Reputation: 11
In another post, there is a great response about how to add simple n-values to a likert plot in the Likert package. The response by @eipi10 is very helpful, but I noticed that it does not seem correct. The dataset has NA values, so the n-values need to differ per question. I got close to implementing this, but I do not understand how the mapping of geom_text works. My n-values get written on top of one another in the plot.
So how do I correct the geo_text so that my text aligns properly. Note, in my code below (full reproduceable example) I used a lowercase variable name "cnt" in my "Count," where as the original answer post used an uppercase. I point this out just so no one gets confused. Thank you.
#from the original question. Setting up the data
options(digits=2)
require(likert)
data(pisaitems)
##### Item 24: Reading Attitudes
items24 <- pisaitems[,substr(names(pisaitems), 1,5) == 'ST24Q']
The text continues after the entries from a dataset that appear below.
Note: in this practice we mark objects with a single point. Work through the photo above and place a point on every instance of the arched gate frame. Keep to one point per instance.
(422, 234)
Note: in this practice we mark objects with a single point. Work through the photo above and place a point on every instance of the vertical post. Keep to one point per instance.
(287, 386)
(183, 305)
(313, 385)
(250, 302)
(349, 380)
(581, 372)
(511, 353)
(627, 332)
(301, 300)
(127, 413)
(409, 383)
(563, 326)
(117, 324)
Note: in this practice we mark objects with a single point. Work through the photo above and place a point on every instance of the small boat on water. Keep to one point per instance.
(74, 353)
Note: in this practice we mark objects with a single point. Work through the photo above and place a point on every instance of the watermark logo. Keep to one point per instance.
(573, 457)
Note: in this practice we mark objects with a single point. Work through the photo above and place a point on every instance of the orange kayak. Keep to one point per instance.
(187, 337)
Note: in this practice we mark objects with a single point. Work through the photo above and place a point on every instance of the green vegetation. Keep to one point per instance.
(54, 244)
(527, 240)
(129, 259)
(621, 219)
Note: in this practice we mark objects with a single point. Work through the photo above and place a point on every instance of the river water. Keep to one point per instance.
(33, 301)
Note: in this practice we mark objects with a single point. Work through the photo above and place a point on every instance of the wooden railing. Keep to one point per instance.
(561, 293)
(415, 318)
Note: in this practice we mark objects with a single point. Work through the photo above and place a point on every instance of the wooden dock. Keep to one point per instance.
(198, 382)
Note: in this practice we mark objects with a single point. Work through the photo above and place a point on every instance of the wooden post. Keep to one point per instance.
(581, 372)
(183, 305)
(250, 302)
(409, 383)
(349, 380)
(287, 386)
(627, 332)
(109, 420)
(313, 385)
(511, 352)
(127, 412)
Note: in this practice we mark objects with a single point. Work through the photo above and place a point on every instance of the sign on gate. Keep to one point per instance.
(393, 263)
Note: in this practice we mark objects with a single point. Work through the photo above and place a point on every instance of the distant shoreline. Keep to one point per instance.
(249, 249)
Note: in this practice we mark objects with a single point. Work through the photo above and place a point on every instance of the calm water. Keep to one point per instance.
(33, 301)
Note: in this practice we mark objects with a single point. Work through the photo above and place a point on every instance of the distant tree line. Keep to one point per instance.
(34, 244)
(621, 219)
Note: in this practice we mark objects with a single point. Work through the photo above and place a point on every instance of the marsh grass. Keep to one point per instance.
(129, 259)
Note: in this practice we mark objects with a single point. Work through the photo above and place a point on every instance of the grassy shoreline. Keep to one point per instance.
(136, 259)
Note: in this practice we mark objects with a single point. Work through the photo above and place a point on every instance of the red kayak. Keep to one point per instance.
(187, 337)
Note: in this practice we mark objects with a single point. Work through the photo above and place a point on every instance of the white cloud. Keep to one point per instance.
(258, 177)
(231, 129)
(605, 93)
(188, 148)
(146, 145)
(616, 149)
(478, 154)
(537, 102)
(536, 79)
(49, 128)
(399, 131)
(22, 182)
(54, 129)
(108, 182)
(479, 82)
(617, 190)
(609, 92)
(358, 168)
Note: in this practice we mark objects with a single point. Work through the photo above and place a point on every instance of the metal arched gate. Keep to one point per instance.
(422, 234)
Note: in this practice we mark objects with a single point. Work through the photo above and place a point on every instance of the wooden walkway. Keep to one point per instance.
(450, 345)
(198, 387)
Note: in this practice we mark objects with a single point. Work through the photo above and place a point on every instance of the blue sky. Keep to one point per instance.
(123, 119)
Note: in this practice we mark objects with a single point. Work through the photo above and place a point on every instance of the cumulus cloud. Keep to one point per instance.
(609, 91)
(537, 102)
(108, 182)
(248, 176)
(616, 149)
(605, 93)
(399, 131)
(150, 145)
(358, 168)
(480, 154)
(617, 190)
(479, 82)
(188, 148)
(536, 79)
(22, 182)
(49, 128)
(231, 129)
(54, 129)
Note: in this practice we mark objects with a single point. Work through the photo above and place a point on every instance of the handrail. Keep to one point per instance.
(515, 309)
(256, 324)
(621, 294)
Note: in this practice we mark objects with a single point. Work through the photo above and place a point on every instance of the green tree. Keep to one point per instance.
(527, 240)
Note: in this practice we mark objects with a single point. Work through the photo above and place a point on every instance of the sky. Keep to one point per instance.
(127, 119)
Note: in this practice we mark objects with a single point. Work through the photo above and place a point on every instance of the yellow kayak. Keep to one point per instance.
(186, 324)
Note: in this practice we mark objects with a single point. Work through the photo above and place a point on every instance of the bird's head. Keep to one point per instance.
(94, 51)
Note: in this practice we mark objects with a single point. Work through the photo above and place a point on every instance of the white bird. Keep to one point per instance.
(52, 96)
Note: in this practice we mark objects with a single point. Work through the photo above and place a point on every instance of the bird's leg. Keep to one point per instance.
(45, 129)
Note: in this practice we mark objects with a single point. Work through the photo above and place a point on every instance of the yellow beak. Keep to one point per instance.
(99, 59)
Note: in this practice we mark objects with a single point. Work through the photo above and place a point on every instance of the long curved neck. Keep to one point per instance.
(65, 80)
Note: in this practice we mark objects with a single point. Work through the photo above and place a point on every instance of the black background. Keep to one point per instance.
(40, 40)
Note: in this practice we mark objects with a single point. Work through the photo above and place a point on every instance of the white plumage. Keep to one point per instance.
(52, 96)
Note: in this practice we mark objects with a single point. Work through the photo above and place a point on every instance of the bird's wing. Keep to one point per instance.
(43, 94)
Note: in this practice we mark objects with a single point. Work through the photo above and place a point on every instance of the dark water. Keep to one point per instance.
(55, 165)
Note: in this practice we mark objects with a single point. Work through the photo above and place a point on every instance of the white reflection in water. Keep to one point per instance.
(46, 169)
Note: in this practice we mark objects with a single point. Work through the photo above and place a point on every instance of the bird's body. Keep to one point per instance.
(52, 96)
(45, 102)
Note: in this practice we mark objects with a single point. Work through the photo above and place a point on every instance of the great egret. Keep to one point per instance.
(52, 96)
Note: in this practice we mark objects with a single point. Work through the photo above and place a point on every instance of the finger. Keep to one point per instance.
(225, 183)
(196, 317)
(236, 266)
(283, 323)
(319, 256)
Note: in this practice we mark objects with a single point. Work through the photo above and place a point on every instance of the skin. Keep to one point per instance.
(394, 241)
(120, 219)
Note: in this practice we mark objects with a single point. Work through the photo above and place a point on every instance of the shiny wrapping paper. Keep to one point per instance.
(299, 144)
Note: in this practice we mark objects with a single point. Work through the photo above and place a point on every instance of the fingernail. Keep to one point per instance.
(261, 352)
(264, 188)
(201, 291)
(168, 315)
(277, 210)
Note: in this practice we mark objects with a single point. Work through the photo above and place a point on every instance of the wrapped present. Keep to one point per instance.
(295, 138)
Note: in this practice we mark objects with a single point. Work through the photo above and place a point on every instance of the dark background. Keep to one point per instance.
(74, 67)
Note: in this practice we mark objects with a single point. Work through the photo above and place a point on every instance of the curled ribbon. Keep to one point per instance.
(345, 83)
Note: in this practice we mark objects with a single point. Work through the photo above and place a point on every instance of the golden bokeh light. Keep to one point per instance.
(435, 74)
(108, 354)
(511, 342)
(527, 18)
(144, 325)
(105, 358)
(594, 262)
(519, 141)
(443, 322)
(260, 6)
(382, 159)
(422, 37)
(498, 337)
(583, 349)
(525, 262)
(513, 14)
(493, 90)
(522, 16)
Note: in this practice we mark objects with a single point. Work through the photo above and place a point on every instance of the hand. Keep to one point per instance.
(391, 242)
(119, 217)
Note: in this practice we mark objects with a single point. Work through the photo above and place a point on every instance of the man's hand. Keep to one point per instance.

head(items24); ncol(items24)
names(items24) <- c(
ST24Q01="I read only if I have to.",
ST24Q02="Reading is one of my favorite hobbies.",
ST24Q03="I like talking about books with other people.",
ST24Q04="I find it hard to finish books.",
ST24Q05="I feel happy if I receive a book as a present.",
ST24Q06="For me, reading is a waste of time.",
ST24Q07="I enjoy going to a bookstore or a library.",
ST24Q08="I read only to get information that I need.",
ST24Q09="I cannot sit still and read for more than a few minutes.",
ST24Q10="I like to express my opinions about books I have read.",
ST24Q11="I like to exchange books with my friends.")
str(items24)
l24 <- likert(items24)
## add the countries to the dataset
cnt<-pisaitems$CNT
l24cnt<-cbind(items24, cnt)
View(l24cnt)
#### create counts for each question per country and drop NAs
library(tidyr)
counts<-l24cnt %>%
gather(question, response, "I read only if I have to.":"I like to exchange books with my friends.", factor_key = TRUE) %>%
na.omit() %>% ## added this in to drop NA cols so they are not counted in group_by
group_by(question, cnt) %>%
count()
counts$variable<-NA ### from the original answer by eipe10: "The variable=NA at the end is there because the original data frame that likert.bar.plot generates in creating the plot creates and uses a column called variable. Even though we don't use that column in our subsequent call to geom_text with the new data frame below, ggplot still expects that colunmn to be present in the new data frame."
View(counts)
###############
##### Group by Country
l24g <- likert(items24, grouping=pisaitems$CNT)
# Plots
p = plot(l24g) +
geom_text(data=counts,
aes(label=format(n,big.mark=","), x=cnt, y=145),
size=2.5, colour="grey30", hjust=1) +
scale_y_continuous(limits=c(-100,150)) +
coord_flip(ylim=c(-110,110)) +
theme(plot.margin=unit(c(0.2,2,0.2,0.2),"cm"))
# Turn off clipping
# http://stackoverflow.com/a/9691256/496488
p <- ggplot_gtable(ggplot_build(p))
p$layout$clip <- "off"
grid.draw(p)
Upvotes: 0
Views: 157